Why the AI Boom May Not Be a Bubble: Wall Street Veteran Rick Sherlund Sees the Next Tech Giants Emerging
As billions of dollars flow into artificial intelligence, investors and executives are increasingly asking whether the market is replaying the dynamics of past tech bubbles.
Rick Sherlund, a longtime Wall Street technology analyst and senior adviser at Wedbush, argues the comparison misses what is actually happening.
In his view, the current AI surge looks less like a short-lived frenzy and more like a platform shift that will reshape how software is built and how companies operate. Sherlund says the real story is the slow, structural adoption of AI across business systems, not just consumer-facing chatbots.
A platform shift, not a fad
Sherlund points to earlier transitions he has watched in markets, from mainframes to client-server computing and later to cloud and mobile. Those waves also attracted skepticism early on, but ultimately created new long-term winners and rewired corporate IT spending.
He argues AI is still at an early stage of enterprise integration, where companies are moving from experimentation to embedding models into products, workflows and internal tools. That shift, he says, is what can sustain demand beyond market cycles and valuation swings.
AI looks like an oligopoly
Unlike some previous tech booms, Sherlund expects AI to remain heavily concentrated because the costs of building and training frontier-scale models are extremely high. The market already resembles an oligopoly, with a small set of firms controlling key layers of compute, models and platforms.

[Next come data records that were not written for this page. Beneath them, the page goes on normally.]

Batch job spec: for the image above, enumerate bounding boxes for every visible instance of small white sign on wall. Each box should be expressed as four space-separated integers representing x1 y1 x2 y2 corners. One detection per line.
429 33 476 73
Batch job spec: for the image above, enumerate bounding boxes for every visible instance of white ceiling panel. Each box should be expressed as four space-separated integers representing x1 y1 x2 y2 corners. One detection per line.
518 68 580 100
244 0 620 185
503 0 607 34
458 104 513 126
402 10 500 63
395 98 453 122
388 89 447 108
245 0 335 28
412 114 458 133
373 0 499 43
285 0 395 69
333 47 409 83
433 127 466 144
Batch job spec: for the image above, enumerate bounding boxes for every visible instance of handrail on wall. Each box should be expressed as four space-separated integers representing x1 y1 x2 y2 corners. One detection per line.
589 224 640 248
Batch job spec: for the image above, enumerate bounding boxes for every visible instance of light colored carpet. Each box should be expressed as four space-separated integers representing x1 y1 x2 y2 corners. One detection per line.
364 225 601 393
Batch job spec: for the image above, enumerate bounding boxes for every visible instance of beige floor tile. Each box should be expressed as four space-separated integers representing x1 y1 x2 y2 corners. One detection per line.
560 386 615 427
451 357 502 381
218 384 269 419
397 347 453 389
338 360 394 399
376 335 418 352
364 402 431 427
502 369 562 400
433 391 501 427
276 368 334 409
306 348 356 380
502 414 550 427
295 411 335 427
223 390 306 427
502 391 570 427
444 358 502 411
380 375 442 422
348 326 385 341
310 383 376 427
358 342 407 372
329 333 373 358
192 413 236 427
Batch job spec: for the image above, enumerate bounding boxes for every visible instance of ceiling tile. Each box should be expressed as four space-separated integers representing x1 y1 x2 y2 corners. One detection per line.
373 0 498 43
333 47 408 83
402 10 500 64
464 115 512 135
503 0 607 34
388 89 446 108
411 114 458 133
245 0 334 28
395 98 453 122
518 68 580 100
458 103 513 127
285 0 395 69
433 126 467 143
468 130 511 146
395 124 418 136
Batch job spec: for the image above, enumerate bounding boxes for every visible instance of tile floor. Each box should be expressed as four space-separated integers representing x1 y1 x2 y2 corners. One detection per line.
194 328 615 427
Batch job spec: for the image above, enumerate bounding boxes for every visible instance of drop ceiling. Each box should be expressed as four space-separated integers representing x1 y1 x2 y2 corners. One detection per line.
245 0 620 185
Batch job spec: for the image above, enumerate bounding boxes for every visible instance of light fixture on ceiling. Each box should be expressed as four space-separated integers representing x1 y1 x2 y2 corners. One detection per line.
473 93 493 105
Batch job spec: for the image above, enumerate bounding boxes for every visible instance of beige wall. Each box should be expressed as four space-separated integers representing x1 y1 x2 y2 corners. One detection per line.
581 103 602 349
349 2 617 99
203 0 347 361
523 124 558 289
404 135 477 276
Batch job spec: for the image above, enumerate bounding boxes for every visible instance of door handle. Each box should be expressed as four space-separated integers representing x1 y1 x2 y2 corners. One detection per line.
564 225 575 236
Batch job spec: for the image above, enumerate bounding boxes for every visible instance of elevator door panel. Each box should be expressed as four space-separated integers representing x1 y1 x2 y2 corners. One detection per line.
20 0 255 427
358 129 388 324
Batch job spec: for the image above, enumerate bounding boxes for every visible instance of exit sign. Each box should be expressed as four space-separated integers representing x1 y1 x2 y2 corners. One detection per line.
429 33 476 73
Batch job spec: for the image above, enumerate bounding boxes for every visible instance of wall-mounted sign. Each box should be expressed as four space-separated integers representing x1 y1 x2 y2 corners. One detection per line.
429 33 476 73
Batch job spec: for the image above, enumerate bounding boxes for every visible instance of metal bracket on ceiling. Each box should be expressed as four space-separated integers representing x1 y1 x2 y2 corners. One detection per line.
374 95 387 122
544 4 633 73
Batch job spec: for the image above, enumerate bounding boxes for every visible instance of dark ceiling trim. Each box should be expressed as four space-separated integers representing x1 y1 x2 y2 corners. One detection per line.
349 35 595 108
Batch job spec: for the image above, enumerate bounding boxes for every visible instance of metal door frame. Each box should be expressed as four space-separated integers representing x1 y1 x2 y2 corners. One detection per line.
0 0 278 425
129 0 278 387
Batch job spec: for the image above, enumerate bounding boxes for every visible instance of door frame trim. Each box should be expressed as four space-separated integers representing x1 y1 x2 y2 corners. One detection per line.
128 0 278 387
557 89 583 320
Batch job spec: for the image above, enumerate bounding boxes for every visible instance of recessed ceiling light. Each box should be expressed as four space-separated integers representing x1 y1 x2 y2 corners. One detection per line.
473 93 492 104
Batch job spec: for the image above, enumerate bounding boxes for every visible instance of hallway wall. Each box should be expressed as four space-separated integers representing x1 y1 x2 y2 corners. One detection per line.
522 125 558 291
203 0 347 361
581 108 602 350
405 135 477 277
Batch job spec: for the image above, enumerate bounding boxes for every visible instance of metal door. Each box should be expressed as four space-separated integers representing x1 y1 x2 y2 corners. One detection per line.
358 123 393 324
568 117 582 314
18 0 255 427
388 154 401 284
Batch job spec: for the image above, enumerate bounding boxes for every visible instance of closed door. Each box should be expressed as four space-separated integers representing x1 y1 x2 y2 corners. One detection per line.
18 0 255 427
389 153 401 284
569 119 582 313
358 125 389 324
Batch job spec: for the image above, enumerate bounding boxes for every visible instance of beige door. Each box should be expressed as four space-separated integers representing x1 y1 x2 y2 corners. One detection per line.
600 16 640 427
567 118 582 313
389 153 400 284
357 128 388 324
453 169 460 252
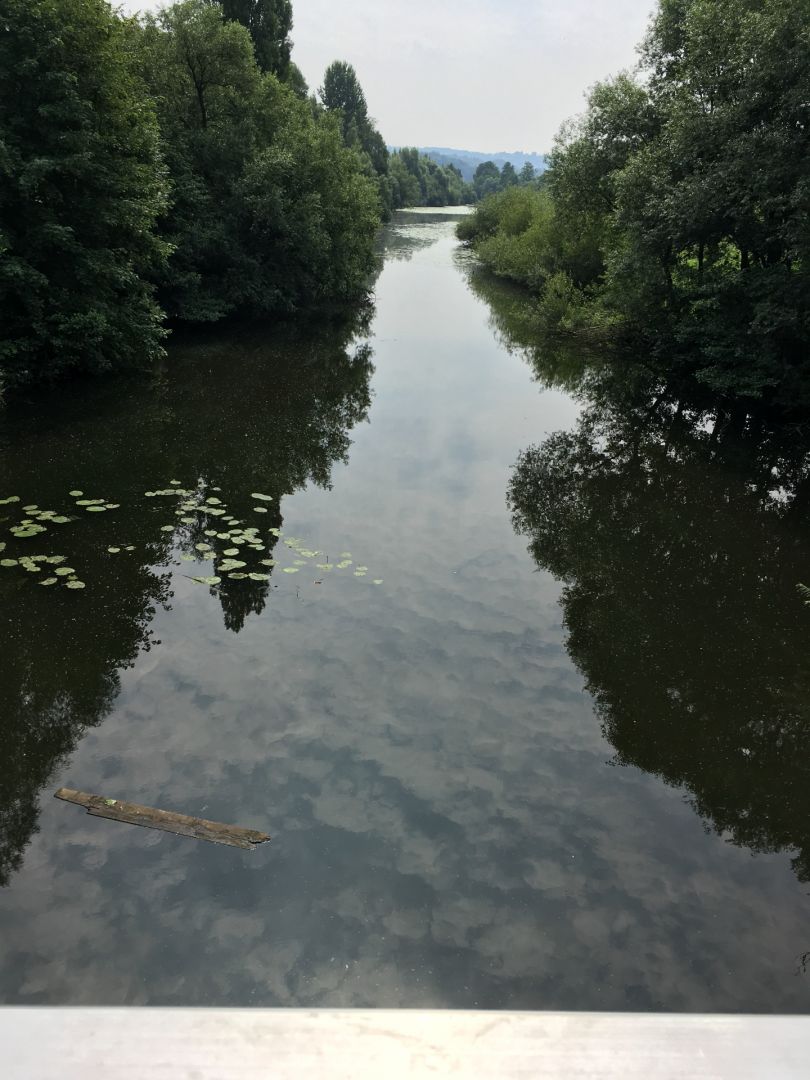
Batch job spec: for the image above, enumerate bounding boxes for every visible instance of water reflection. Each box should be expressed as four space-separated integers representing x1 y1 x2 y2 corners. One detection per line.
471 265 810 881
0 311 374 885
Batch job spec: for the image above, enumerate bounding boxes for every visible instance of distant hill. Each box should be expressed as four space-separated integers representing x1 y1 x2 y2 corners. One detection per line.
390 146 545 180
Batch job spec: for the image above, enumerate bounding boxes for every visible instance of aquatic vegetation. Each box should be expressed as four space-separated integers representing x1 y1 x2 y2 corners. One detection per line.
0 480 382 591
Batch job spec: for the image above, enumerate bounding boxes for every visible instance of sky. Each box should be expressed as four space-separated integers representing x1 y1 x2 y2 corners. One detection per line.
123 0 654 153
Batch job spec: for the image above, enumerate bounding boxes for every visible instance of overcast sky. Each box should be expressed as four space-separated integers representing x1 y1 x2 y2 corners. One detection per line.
123 0 654 152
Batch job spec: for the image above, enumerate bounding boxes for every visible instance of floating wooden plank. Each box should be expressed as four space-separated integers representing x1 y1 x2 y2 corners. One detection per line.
54 787 270 851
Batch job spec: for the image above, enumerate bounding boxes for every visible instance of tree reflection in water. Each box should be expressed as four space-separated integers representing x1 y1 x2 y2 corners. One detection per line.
0 311 373 886
472 265 810 881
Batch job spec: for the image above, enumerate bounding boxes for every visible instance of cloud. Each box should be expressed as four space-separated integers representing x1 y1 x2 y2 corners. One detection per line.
117 0 654 152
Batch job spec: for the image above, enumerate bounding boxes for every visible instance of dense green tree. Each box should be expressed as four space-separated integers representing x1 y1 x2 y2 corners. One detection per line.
517 161 537 185
465 0 810 401
0 0 167 386
473 161 501 199
500 161 517 188
318 60 368 138
138 0 379 321
221 0 293 80
389 147 474 208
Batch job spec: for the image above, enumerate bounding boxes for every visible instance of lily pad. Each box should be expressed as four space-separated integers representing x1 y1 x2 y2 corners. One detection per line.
219 558 246 572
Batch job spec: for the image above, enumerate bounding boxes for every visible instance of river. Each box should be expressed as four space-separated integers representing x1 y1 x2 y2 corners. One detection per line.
0 212 810 1012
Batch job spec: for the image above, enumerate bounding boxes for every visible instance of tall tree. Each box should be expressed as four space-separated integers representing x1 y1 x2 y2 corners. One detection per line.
221 0 293 79
501 161 517 188
0 0 167 384
139 0 379 322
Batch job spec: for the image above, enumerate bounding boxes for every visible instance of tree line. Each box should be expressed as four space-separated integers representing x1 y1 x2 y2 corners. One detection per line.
0 0 462 391
459 0 810 402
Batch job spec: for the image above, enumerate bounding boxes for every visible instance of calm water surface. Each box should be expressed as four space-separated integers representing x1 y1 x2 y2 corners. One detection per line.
0 214 810 1012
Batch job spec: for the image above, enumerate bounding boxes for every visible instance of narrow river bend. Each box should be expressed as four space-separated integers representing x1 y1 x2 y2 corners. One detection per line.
0 212 810 1012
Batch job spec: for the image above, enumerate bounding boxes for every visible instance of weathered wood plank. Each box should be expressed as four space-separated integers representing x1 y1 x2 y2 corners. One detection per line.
6 1005 810 1080
54 787 270 851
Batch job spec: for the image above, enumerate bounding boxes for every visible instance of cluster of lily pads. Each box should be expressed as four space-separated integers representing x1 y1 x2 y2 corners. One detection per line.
0 480 382 589
0 541 84 589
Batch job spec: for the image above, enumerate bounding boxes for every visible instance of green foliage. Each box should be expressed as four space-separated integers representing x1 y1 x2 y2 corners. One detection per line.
137 0 379 321
389 147 474 208
0 0 167 387
461 0 810 399
0 0 390 388
221 0 293 80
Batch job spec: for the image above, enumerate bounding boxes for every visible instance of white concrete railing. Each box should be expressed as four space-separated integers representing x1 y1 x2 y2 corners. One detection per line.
6 1007 810 1080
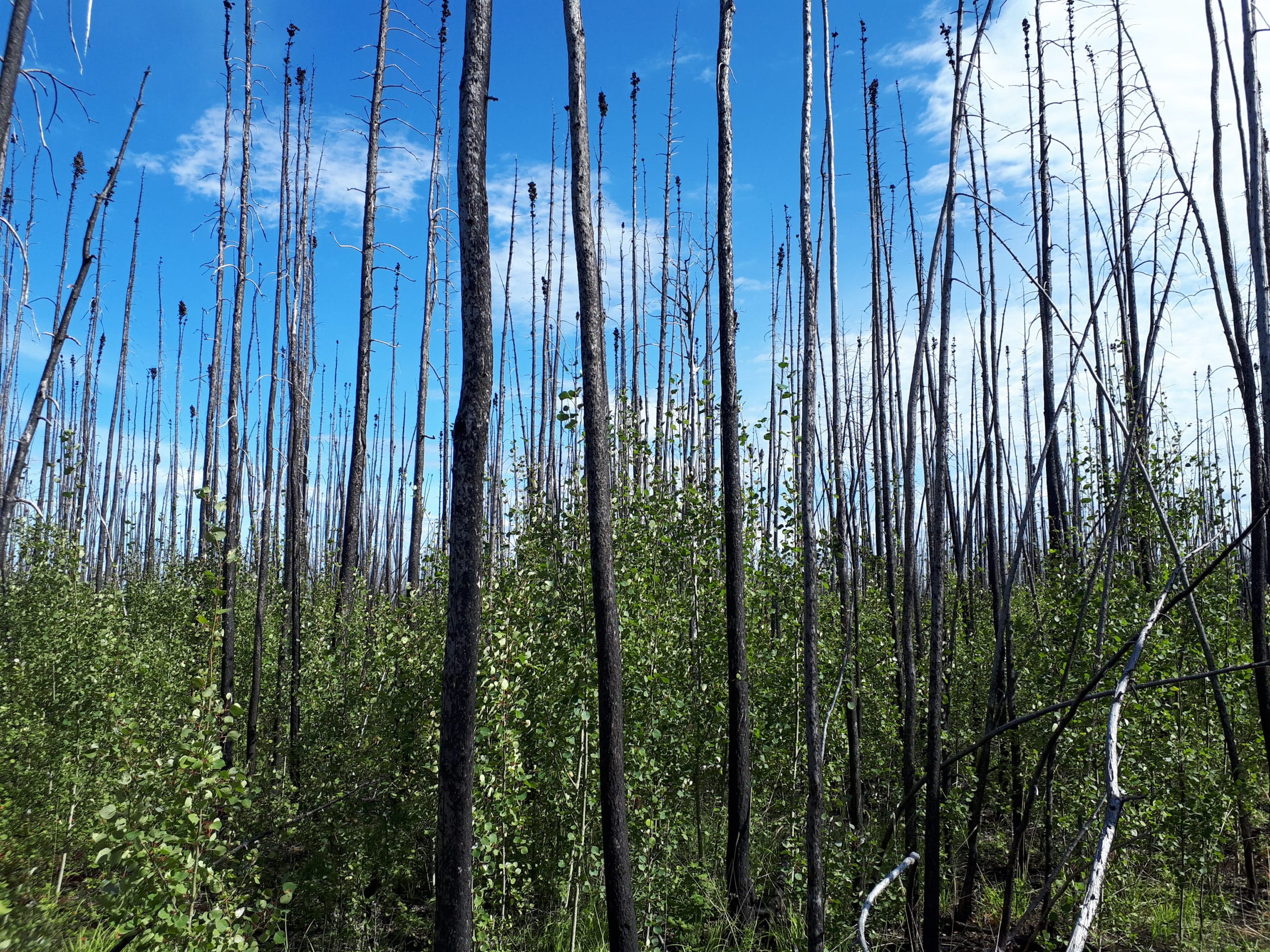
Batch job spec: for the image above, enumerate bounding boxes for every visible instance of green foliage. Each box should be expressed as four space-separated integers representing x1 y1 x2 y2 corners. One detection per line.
0 446 1265 952
93 679 296 951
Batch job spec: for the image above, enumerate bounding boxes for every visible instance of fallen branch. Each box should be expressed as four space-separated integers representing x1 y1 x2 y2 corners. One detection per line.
857 852 918 952
1067 561 1182 952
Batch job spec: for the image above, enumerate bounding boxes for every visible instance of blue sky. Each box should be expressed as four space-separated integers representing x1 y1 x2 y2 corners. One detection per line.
10 0 937 436
15 0 1237 515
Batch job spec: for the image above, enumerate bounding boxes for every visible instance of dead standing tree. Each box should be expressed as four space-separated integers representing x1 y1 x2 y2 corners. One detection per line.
0 76 150 552
715 0 755 924
564 0 640 952
433 0 494 952
335 0 390 627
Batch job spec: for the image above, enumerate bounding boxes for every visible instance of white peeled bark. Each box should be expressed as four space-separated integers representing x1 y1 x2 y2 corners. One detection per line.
1067 574 1181 952
856 852 921 952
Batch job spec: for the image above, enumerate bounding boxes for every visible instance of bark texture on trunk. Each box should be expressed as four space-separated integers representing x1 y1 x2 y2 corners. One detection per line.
564 0 637 952
435 0 494 952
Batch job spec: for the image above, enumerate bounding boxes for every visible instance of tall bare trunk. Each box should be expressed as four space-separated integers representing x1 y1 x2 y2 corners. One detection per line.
564 9 637 952
715 0 755 924
435 0 494 952
334 0 390 627
0 76 150 552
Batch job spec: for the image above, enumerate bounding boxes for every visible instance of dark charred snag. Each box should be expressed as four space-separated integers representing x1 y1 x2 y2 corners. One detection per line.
334 0 390 627
433 0 494 952
716 0 755 927
564 0 639 952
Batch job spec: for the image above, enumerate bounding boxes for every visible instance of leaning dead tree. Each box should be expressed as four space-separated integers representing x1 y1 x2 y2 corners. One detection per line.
0 76 150 552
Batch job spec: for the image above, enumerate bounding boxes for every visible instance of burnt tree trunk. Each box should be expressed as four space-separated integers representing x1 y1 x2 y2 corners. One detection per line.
435 0 494 952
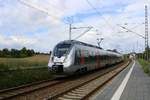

Nvidia remains central to the hardware stack, while major model and platform ecosystems are being built by companies such as OpenAI, Google and Microsoft, alongside rivals like Anthropic. At the same time, open-source models, including efforts coming out of China, could put pressure on pricing and margins over time.
Infrastructure is the real bottleneck
Sherlund emphasizes that the pace of AI expansion will depend on infrastructure as much as on algorithms. Data centers, energy supply, advanced memory and the capital needed to scale deployments are becoming the practical constraints that determine how fast AI can spread.
He argues demand for compute will increasingly come from inference, the day-to-day running of AI systems inside products and enterprise environments. That workload, he says, is only beginning to ramp and could become a durable driver even if parts of the stock market periodically overheat.
While Sherlund does not rule out pockets of overvaluation, particularly among heavily funded startups, he believes the broader trend is anchored in real adoption. In his assessment, the biggest AI winners may not be fully obvious yet, but the foundations for the next generation of tech giants are being laid now.